First let us celebrate what was best about Dominic Cummings’s rantathon before a House of Commons committee today: he slagged off the useless Boris Johnson; he dissed the insidiously terrifying and nauseatingly influential Carrie ‘Princess Nut Nut’ Symonds; and maybe best of all, he made it clear that Health Secretary Matt Hancock is a compulsive liar who should have been sacked long ago.
Here is one of his killer lines on Princess Nut Nut:
The PM’s girlfriend was trying to change a bunch of different appointments in No10 & appoint her friends. In particular she was trying to overturn an official process about hiring a particular job in a way that was not only unethical but clearly illegal.
A good point well made. The inner-circle at 10 Downing Street is quite notoriously swollen with friends of Carrie. Any Conservative ought to be properly concerned by this, not least because of her connections with both the animal rights movement and with the eco-fascist campaign organisations. Princess Nut Nut’s instincts are not remotely conservative yet she seems to have been given extraordinary sway over Boris Johnson’s decision-making.
Cummings’s attack on Hancock is similarly on point.
Hancock, he told the hearing, should have been fired for “at least 15 to 20 different things” and that there are “numerous examples” of Hancock lying.
But none of this will have come as news to anyone. Nor — at least not to anyone who read my article yesterday — will Cummings’s confirmation that he is a rabid lockdown fanatic and that he was one of those who pushed Boris Johnson away from his original plans for herd immunity.
Indeed, Cummings emerges as a sort of Pol Pot figure, so ideologically committed to the utter destruction of the economy and the ruining of lives for the greater good that he is quite unable to appreciate what a dangerous loon his testimony must make him look to the sentient observer.
By comparison — at least in Cummings’s account — Boris Johnson comes across as an almost likeable and admirable figure.
Cummings confirmed Boris was against wrecking the economy and locking the nation up. Well, I’m sorry but to me, that doesn’t sound like a black mark against the Prime Minister. Rather, it suggests to me a Prime Minister with a sense of perspective: one who recognises that Covid deaths cannot be the only metric by which a country’s pandemic record can be assessed and that there other factors of at least equal importance such as the health of the economy and the public’s mental and physical health.

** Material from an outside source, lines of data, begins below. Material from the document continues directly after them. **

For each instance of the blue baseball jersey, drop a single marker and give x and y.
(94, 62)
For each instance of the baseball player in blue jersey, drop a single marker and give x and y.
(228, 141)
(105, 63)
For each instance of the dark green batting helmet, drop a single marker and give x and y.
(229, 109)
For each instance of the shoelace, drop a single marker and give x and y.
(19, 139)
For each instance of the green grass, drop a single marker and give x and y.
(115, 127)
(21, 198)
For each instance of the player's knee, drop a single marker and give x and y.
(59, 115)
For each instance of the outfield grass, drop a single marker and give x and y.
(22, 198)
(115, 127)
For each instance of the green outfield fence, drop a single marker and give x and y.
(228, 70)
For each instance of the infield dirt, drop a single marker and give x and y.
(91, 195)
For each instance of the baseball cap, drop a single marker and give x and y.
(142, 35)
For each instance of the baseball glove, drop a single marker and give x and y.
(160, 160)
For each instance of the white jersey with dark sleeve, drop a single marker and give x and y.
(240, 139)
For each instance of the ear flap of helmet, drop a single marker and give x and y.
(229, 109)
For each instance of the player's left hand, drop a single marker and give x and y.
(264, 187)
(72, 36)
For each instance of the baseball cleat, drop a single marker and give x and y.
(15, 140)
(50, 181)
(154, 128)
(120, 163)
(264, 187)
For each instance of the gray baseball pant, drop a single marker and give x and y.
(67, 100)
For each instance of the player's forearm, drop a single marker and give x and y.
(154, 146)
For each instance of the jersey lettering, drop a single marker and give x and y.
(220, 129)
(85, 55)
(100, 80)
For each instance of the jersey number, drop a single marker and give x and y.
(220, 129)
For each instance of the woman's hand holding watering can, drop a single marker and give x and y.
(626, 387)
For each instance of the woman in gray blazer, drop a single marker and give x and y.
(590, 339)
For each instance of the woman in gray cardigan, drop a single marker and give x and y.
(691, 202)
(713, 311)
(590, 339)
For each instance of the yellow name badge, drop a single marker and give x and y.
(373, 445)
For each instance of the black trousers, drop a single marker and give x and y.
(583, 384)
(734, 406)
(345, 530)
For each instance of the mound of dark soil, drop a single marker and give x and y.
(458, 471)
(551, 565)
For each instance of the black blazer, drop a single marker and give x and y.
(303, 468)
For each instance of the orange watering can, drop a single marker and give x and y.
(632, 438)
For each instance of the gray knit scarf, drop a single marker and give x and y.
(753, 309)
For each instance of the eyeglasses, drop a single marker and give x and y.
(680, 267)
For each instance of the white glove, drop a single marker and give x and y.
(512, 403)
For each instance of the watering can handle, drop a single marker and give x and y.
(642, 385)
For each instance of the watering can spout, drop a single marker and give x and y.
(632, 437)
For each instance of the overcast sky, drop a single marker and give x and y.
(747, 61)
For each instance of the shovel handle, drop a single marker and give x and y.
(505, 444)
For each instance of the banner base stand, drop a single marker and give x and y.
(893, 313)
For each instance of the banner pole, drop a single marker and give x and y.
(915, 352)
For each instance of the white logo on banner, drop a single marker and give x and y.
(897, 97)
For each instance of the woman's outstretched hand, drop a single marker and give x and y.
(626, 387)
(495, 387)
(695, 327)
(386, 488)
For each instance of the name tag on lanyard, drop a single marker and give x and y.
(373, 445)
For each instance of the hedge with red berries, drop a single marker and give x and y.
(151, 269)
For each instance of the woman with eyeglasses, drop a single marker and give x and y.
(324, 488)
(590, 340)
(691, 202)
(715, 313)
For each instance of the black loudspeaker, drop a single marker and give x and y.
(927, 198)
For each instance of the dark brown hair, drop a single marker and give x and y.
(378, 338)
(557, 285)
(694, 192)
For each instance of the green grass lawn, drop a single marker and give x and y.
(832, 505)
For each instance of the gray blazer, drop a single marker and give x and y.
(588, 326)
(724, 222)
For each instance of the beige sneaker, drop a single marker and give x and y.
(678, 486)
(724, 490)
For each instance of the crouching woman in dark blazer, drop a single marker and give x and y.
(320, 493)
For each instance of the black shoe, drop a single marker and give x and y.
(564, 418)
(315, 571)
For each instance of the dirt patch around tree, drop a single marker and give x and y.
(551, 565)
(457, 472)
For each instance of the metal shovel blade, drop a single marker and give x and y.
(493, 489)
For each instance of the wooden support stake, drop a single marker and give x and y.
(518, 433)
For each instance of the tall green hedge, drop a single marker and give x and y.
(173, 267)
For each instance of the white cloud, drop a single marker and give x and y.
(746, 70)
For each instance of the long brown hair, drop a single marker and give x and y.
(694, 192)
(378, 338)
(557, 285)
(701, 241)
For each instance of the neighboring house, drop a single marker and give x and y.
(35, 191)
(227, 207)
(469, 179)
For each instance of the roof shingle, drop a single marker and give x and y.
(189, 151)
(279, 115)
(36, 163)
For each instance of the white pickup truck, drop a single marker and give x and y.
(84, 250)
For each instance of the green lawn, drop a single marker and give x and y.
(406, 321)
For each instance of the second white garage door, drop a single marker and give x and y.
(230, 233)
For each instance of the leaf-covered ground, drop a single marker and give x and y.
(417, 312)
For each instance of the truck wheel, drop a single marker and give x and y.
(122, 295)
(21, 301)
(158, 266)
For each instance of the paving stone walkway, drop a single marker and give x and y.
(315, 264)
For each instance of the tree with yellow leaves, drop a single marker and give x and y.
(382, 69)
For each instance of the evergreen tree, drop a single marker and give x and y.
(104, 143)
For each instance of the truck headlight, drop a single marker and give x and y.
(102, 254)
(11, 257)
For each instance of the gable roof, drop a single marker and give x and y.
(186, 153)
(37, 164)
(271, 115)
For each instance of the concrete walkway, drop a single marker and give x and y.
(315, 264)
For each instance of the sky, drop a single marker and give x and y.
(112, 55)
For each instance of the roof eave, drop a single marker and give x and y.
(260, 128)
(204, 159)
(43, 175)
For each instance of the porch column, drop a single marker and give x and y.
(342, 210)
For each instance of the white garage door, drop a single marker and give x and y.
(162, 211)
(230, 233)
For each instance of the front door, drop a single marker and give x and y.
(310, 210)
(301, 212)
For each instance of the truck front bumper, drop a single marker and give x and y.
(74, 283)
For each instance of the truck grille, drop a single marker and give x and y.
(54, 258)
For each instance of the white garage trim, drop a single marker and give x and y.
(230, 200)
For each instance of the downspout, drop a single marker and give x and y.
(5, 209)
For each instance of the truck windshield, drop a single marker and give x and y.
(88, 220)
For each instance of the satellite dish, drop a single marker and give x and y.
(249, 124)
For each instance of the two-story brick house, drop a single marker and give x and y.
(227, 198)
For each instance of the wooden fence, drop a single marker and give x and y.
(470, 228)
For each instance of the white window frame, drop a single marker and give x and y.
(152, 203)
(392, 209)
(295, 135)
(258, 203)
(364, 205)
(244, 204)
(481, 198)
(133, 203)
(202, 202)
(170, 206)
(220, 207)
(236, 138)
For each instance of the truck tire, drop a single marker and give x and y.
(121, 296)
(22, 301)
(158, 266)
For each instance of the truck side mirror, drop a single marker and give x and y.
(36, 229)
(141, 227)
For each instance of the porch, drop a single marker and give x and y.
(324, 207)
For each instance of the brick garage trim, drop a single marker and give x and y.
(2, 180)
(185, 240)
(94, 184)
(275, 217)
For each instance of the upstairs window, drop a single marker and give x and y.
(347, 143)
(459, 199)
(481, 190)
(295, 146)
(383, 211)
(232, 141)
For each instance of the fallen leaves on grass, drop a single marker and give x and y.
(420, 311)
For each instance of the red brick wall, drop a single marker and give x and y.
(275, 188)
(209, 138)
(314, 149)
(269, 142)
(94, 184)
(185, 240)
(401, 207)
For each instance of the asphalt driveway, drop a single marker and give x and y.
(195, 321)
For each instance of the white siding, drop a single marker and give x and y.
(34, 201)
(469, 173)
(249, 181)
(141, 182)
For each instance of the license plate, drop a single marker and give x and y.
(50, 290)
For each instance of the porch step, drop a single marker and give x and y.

Even more pleasing was Cummings’s revelation that at one point Boris Johnson offered to have himself injected with Covid live on TV in order to demonstrate that the virus wasn’t the menace everyone feared.

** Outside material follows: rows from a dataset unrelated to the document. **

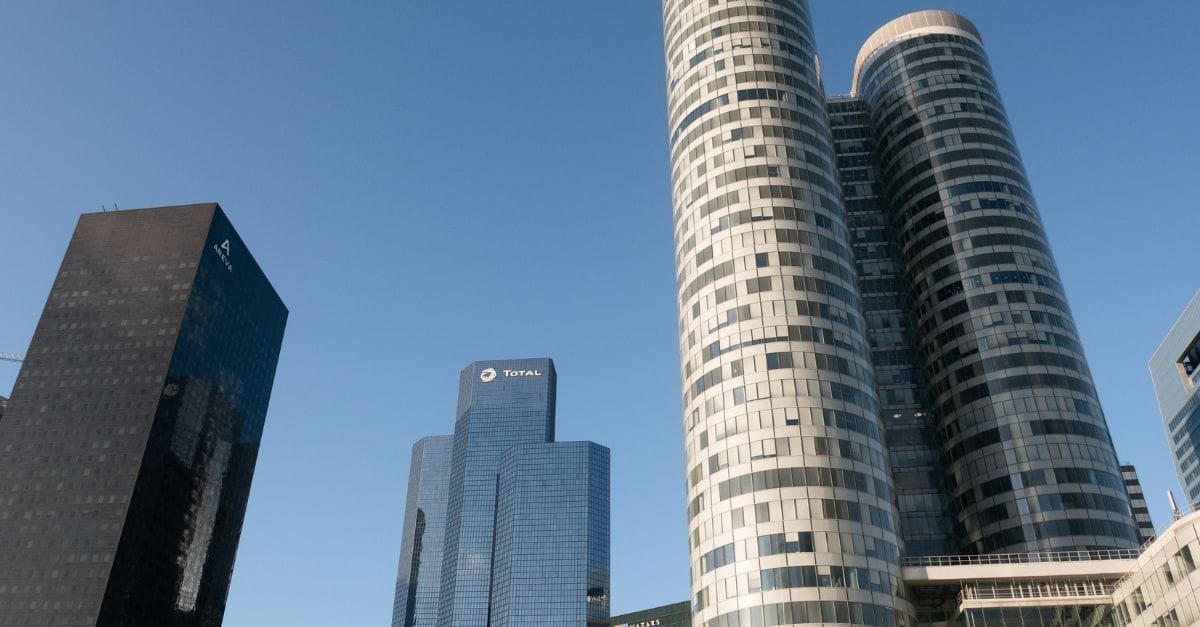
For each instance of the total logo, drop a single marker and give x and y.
(489, 374)
(223, 252)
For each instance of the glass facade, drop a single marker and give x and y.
(527, 519)
(1174, 371)
(1023, 439)
(909, 422)
(551, 563)
(419, 575)
(135, 424)
(1138, 503)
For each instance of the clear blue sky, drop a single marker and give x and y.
(430, 183)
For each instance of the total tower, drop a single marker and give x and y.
(877, 356)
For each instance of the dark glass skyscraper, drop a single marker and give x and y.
(1017, 412)
(135, 423)
(419, 577)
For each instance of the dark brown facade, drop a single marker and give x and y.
(127, 447)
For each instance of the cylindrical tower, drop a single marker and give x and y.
(790, 507)
(1023, 434)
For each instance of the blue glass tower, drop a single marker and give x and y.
(419, 577)
(516, 523)
(501, 405)
(551, 563)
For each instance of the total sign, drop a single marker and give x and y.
(490, 374)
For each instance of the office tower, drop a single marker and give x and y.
(419, 575)
(910, 423)
(1138, 503)
(131, 436)
(551, 536)
(1024, 441)
(1175, 374)
(859, 270)
(783, 440)
(673, 615)
(527, 519)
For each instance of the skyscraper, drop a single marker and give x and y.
(855, 272)
(783, 437)
(1017, 412)
(131, 436)
(419, 577)
(1175, 371)
(1138, 503)
(551, 560)
(526, 518)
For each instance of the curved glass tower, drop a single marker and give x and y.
(1024, 441)
(790, 508)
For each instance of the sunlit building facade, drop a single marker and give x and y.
(876, 352)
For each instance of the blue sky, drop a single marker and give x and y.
(432, 183)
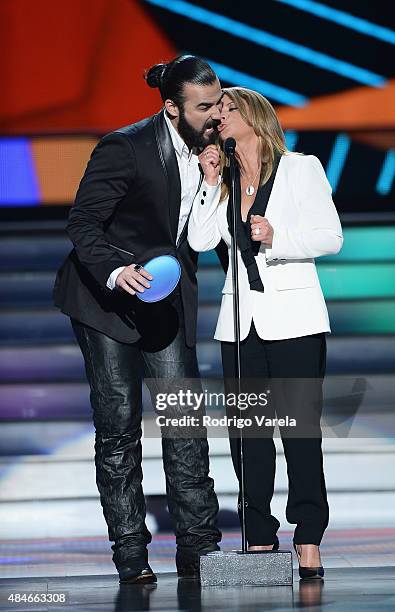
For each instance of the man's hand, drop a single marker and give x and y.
(261, 230)
(131, 280)
(209, 160)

But more seriously, the problem with Westminster politics is that it is so corrupt and mendacious that it’s hard to take what anyone says or does at face value.

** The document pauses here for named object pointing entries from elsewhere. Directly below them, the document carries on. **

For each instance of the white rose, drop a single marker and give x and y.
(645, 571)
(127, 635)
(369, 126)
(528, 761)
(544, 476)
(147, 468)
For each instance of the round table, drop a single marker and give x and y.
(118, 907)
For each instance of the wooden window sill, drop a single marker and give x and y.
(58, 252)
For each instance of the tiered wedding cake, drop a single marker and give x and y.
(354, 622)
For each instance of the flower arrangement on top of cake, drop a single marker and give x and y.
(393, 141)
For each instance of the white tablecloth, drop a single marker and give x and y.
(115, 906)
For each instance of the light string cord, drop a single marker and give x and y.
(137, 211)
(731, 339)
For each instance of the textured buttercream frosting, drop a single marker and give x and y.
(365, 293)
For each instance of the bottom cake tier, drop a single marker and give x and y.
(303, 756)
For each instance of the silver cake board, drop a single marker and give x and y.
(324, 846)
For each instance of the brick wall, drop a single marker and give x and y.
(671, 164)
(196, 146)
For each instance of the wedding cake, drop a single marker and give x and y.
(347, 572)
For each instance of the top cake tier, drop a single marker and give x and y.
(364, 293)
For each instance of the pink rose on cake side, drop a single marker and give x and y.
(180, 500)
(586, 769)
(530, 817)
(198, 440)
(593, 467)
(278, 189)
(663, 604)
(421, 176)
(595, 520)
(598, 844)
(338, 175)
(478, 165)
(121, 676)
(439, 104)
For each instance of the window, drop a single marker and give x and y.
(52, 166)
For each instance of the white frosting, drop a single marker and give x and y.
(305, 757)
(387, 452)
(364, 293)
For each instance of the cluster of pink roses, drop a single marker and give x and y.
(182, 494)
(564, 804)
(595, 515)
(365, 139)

Yes, perhaps Cummings was using the hearing just to vaunt his massive ego and take revenge on people who’d irritated him. But his testimony will also, I think, serve a much more dangerous purpose.
What Cummings has done is help further the narrative, much promoted in the MSM and especially the BBC, that there’s only one question to be asked of Britain’s lockdown policy: not “was it justified?” but “was it introduced early enough?”
Anyone watching Cummings’s testimony in the hope that there are bold, contrary voices in politics who are fighting against Britain’s biosecurity state tyranny will therefore have been grievously disappointed.
It’s possible, indeed, that the whole thing was just a psy-op. Cummings isn’t arguing against lockdowns. He is arguing for more of them — and more strictly next time. This is exactly the kind of biosecurity state that organisations like the World Economic Forum are hoping to impose.
The terrifying thing is that he’ll probably get his way this Autumn. Thanks for nothing, Dom.